日本ミステリーベスト集成1 戦前編 ( 中島河太郎編 )

落ち穂拾いの感が強く、ぱっとしません。


題名 作者 評点 コメント
面影双紙 横溝正史 7.5 [昭和8年1月]爬虫館事件 新青年傑作選で読了済。
海豹島 久生十蘭 7.5 [大陸 昭和14年2月]オットセイが群れをなす極寒の島で暮らす男。不気味な中に哀れを感じさせる筆力はさすが。
俘囚 海野十三 6.5 [昭和9年6月]新青年傑作選2 怪奇・幻想小説編で読了済。
紅座の庖厨 大下宇陀児 7.0 [文学時代 昭和6年1月]胃弱の男が健啖家から胃を移植するという発想が面白い。ラストも効いている。
就眠儀式 木々高太郎 6.0 [ぷろふいる 昭和10年6月]フロイト流精神分析はその頃の流行りなのだろう。結末は予想通りで平凡。
人肉の腸詰 妹尾アキ夫(妹尾韶夫) 7.0 [新青年 昭和2年9月]人肉加工工場に誘い込まれた男。オチは予想できるが、読ませる。
煙突奇談 地味井平造 6.5 [探偵趣味 大正15年6月]ミステリーの愉しみで読了済。
渡辺温 5.0 [新青年 昭和2年3月]嘘と現実をミックスさせる展開だが、あまり面白くない。
屋根裏の亡霊 水谷準 5.0 [文芸 昭和11年4月]獄死したと思われた男とモスコーで会った新聞記者。陳腐な解決にがっかり。
殺された天一坊 浜尾四郎 6.0 [改造 昭和4年10月]大岡裁きのうらを語る前半は面白いが、肝心の天一坊が腰砕け。
状況証拠 甲賀三郎 6.5 [新青年 昭和8年9月]よく考えられたストーリーなのだが、読む側にとっては少し複雑に思えるのが残念。
蛇男 角田喜久雄 4.0 [ぷろふいる 昭和10年12月]何が書きたかったのかよくわからない陳腐な幻想物。
屍くずれ 渡辺啓助 6.5 [新青年 昭和12年3月]鉱山事故から視力を失って帰還した男にまつわる陰謀。少し出来すぎの感あり。
失楽園殺人事件 小栗虫太郎 6.0 [週刊朝日 昭和9年3月]陰惨な失楽園を舞台に、相変わらずよくわからないトリック。小栗には、たまに読みたくなる不思議な魅力がある。
殺人リレー 夢野久作 4.0 [新青年 昭和9年10月]何のヒネリもない、つまらない話。

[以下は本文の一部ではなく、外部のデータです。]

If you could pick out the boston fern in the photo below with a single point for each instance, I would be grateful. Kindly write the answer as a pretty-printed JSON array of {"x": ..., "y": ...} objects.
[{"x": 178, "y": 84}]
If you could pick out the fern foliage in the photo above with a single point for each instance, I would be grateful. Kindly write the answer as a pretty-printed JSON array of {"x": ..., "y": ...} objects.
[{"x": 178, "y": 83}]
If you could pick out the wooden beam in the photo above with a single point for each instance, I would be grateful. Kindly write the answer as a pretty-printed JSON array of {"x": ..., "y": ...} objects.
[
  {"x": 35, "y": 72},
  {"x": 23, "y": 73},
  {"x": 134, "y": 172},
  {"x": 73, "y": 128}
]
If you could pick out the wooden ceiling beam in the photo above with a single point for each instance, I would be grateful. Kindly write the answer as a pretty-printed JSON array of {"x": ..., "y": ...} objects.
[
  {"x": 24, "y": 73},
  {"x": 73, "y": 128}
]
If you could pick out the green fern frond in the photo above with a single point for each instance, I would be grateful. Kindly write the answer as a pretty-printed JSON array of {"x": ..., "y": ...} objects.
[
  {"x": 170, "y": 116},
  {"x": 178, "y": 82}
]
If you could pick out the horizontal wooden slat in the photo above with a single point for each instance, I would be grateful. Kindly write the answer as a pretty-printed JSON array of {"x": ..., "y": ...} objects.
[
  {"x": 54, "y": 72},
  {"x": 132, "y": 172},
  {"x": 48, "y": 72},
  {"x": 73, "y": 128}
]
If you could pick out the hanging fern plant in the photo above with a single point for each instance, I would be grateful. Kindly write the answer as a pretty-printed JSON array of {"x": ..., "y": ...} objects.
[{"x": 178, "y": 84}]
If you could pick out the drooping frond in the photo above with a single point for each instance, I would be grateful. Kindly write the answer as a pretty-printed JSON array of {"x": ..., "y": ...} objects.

この本の初刊は1976年7月ですから、同じ中島河太郎編集で先に出た立風書房「新青年傑作選」(1970年)はもちろんのこと、ほぼ同時期にこれまた中島編集の角川文庫「新青年傑作選集」(1977年)との重複をも出来る限り避けたセレクションになっているようです。また、「新青年」以外で発表された作品を積極的に選ぼうという意図があるようにも思われます。
趣旨はわかりますが、作品レベルという視点から見ると、先のアンソロジーを上回るものではなく、「落ち穂拾いアンソロジー」であると言われても致し方ないですね。